Is that concern paranoia? Or is it skepticism in this post-9/11 era of increased surveillance?

Political activists from New York to Colorado to California report that they believe police and FBI surveillance of their activities has increased markedly since the terror attacks 4-1/2 years ago since Congress approved the USA Patriot Act loosening some of the strictures on law enforcement. They include environmental groups like Time's UP!, peace activists in Pittsburgh, and even a police union protesting for higher wages in New York City.

To try to find out if law officers are spying on them, the American Civil Liberties Union has filed Freedom of Information requests for more than 150 groups and individuals in more than 20 states who believe their first amendment rights are being violated.

Time's UP! is one of the groups that says the alleged surveillance is aimed at intimidating them.

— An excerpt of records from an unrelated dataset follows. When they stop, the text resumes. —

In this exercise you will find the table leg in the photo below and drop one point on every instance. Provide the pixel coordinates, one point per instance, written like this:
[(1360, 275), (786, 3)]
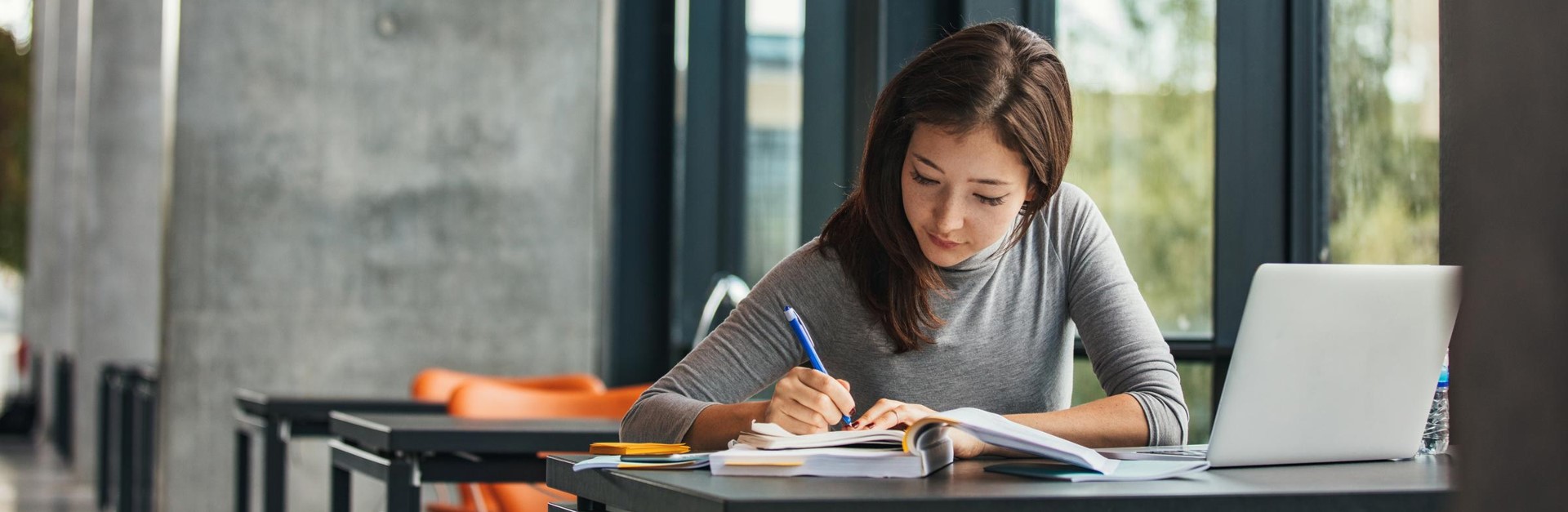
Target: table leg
[(242, 470), (402, 489), (274, 465), (341, 489)]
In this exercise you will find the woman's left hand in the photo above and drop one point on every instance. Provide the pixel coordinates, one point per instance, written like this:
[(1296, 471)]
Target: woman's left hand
[(889, 414)]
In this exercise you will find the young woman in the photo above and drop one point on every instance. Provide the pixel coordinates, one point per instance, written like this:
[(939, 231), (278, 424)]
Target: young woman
[(944, 281)]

They acknowledge public events can be watched by anyone but they're concerned police have crossed the line into inappropriate spying to discourage people's from publicly criticizing government policies.

Local police and the FBI insist that none of their activities is aimed at chilling political speech. All investigations are conducted under strict guidelines put in place after abuses were documented during the Civil Rights and antiwar movements of the 1960s and 1970s. Before any investigation of a political group proceeds, law officers require reasonable suspicion or information that an individual or a group is involved in criminal or terrorist-related activities.

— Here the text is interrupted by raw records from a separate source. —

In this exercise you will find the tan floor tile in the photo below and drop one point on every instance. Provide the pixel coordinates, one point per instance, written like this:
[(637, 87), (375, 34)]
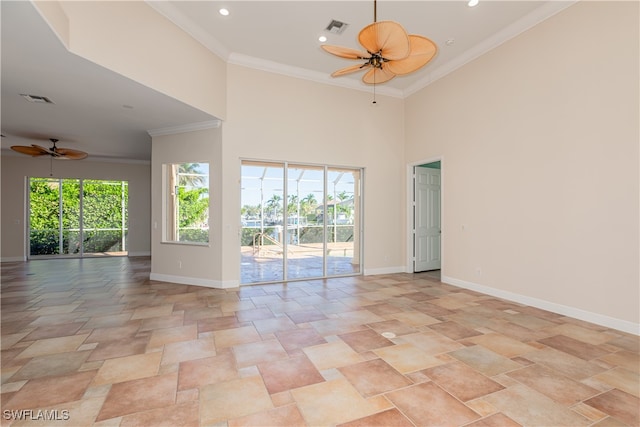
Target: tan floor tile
[(45, 392), (10, 339), (574, 347), (588, 411), (431, 342), (51, 365), (128, 368), (119, 348), (622, 379), (157, 311), (506, 346), (407, 358), (231, 337), (332, 355), (427, 404), (183, 414), (78, 413), (481, 407), (331, 403), (545, 362), (462, 381), (374, 377), (361, 316), (288, 415), (553, 384), (210, 370), (624, 359), (188, 350), (130, 396), (623, 406), (53, 345), (365, 340), (414, 318), (495, 420), (129, 330), (287, 374), (160, 337), (485, 361), (528, 407), (220, 402), (388, 418), (259, 352), (569, 365), (579, 333)]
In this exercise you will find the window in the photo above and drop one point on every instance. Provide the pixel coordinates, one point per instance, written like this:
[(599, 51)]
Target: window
[(299, 221), (186, 203), (77, 217)]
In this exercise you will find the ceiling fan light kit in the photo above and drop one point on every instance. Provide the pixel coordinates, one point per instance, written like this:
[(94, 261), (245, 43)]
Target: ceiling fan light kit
[(390, 52), (55, 152)]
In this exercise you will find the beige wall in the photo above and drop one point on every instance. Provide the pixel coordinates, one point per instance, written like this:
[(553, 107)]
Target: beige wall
[(539, 140), (132, 39), (184, 263), (15, 170)]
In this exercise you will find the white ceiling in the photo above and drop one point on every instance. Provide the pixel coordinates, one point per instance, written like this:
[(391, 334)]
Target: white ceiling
[(92, 105)]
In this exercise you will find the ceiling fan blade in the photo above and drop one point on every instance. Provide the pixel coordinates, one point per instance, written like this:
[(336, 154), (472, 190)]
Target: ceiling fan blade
[(349, 70), (44, 150), (377, 76), (67, 153), (344, 52), (31, 151), (387, 38), (422, 51)]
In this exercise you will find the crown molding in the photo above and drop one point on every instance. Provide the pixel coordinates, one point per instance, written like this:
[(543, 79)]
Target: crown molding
[(535, 17), (302, 73), (513, 30), (172, 13), (191, 127), (5, 152)]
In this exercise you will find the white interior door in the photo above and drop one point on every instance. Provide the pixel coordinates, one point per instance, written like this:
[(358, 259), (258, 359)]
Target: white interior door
[(427, 219)]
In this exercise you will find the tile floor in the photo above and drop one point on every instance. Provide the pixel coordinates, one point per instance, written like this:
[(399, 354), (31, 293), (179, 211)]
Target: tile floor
[(95, 342)]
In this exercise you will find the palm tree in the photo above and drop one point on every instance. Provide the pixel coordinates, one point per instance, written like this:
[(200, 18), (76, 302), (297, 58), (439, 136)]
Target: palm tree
[(308, 204), (189, 175), (274, 204)]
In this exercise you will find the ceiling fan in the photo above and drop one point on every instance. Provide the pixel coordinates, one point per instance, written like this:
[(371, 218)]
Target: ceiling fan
[(390, 51), (55, 152)]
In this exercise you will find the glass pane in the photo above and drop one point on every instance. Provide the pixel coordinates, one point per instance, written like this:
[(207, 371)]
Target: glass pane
[(343, 221), (104, 214), (70, 216), (44, 216), (186, 207), (262, 210), (305, 233)]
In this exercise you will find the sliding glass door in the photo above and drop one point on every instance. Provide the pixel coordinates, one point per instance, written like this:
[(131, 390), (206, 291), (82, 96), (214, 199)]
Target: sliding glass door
[(305, 236), (299, 221), (74, 217)]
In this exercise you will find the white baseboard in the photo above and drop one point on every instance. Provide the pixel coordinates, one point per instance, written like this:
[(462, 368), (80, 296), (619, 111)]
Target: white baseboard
[(587, 316), (141, 253), (386, 270), (13, 259), (196, 281)]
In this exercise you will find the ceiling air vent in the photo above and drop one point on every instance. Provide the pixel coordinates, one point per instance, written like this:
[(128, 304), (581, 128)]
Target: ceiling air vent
[(36, 98), (336, 27)]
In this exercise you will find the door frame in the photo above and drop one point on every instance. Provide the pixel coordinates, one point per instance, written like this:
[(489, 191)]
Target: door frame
[(410, 243)]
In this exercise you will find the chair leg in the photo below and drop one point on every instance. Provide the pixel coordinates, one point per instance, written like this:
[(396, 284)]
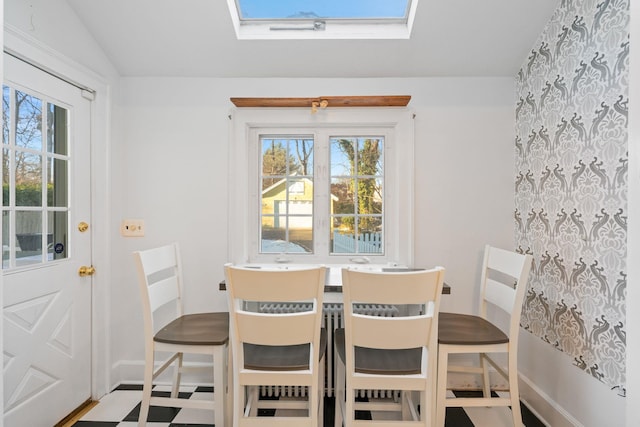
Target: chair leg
[(177, 376), (219, 386), (441, 393), (339, 393), (514, 392), (320, 394), (146, 390), (486, 381)]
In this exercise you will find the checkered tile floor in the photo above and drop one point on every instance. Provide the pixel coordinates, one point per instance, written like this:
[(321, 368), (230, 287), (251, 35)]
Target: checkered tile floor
[(120, 408)]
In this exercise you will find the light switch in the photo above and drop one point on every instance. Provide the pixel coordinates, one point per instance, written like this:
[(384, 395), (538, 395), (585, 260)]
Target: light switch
[(132, 228)]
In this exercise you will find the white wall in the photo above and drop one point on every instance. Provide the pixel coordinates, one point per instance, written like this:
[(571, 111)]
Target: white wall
[(172, 172)]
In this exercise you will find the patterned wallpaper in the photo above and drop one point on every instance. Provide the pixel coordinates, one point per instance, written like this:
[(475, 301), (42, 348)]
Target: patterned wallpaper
[(571, 184)]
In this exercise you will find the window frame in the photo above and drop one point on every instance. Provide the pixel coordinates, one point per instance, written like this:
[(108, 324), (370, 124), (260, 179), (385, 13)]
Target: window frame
[(244, 188), (323, 28)]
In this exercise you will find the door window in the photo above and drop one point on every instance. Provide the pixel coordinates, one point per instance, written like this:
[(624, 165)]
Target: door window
[(35, 179)]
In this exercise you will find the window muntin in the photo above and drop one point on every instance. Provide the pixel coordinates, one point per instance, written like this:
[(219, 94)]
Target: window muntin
[(357, 176), (35, 168)]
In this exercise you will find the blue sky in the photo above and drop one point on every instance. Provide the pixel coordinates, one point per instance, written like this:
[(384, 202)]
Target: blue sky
[(323, 8)]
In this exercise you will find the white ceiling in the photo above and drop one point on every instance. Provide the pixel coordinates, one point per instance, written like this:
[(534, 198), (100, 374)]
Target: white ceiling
[(195, 38)]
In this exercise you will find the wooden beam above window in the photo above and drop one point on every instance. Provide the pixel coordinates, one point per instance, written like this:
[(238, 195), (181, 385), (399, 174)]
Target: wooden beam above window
[(326, 101)]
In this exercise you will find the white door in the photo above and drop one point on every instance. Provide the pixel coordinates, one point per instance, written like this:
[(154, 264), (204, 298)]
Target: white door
[(46, 196)]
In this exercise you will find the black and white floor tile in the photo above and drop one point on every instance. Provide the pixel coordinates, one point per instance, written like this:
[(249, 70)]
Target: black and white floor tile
[(120, 408)]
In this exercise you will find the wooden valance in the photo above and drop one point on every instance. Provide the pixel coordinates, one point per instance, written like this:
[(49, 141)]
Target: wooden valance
[(326, 101)]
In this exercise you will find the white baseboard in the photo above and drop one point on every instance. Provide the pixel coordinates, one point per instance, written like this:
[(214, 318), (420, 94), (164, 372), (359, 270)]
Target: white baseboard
[(547, 410), (538, 402)]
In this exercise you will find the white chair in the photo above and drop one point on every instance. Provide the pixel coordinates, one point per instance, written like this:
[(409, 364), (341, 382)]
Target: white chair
[(503, 284), (160, 279), (283, 349), (388, 353)]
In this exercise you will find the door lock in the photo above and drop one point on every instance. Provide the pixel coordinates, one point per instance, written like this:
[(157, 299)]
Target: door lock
[(86, 271)]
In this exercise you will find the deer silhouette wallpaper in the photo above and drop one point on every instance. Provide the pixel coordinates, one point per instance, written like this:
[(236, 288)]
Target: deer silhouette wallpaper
[(571, 184)]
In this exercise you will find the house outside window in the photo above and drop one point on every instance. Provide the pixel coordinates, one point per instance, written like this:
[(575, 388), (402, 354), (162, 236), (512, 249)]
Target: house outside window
[(337, 191)]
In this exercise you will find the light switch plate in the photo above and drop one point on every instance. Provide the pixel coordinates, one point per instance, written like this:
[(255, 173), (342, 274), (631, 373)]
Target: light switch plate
[(132, 228)]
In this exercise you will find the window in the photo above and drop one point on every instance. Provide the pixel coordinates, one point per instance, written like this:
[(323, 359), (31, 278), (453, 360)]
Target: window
[(326, 19), (331, 192), (35, 165)]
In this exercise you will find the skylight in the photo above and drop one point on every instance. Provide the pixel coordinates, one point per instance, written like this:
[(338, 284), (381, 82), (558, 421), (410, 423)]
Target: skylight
[(322, 19)]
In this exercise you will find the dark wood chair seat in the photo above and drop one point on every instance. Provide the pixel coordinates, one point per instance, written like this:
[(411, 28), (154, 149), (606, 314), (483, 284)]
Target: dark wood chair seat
[(281, 358), (465, 329), (196, 329), (381, 362)]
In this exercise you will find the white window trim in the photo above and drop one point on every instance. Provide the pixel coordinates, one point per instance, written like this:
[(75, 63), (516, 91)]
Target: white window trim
[(398, 233)]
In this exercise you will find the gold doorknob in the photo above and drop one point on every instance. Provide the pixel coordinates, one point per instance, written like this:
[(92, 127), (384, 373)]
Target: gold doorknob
[(86, 271)]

"Our only interest is in preventing, disrupting, and defeating terrorist-related operations or criminal activity - and that's through appropriate investigations that are conducted in accordance with attorney general guidelines," says Bill Carter, an FBI spokesman.

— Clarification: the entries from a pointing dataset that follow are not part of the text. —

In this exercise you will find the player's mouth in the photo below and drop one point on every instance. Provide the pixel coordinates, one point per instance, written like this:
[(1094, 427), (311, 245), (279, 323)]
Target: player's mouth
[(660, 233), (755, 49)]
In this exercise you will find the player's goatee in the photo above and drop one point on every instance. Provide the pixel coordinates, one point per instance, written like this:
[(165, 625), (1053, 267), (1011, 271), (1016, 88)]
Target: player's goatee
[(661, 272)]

Throughout American history, and particularly during times of conflict, the balance between civil rights and national security has shifted toward the latter and later come under scrutiny. From World War II through the cold war to the sociopolitical upheaval of the 1960s, repeated civil rights violations occurred in the name of national security - from people being imprisoned and denied jobs for their political statements to the infiltration of political groups.

"We're nowhere near there now. Throughout the 20th century, we ... built better protections against intrusions on constitutional rights," says Alasdair Roberts, professor at the Maxwell School in Syracuse University in New York and author of "Blacked Out: Government Secrecy in the Information Age. "Nevertheless we can't take these gains for granted, and we have to take these issues of surveillance seriously."

The FBI says peace and environmental activists are confusing legitimate investigation of potential terrorist or criminal activity with free-speech violations. Peace activists say law enforcement is misusing the fear of terrorism to impede legitimate speech.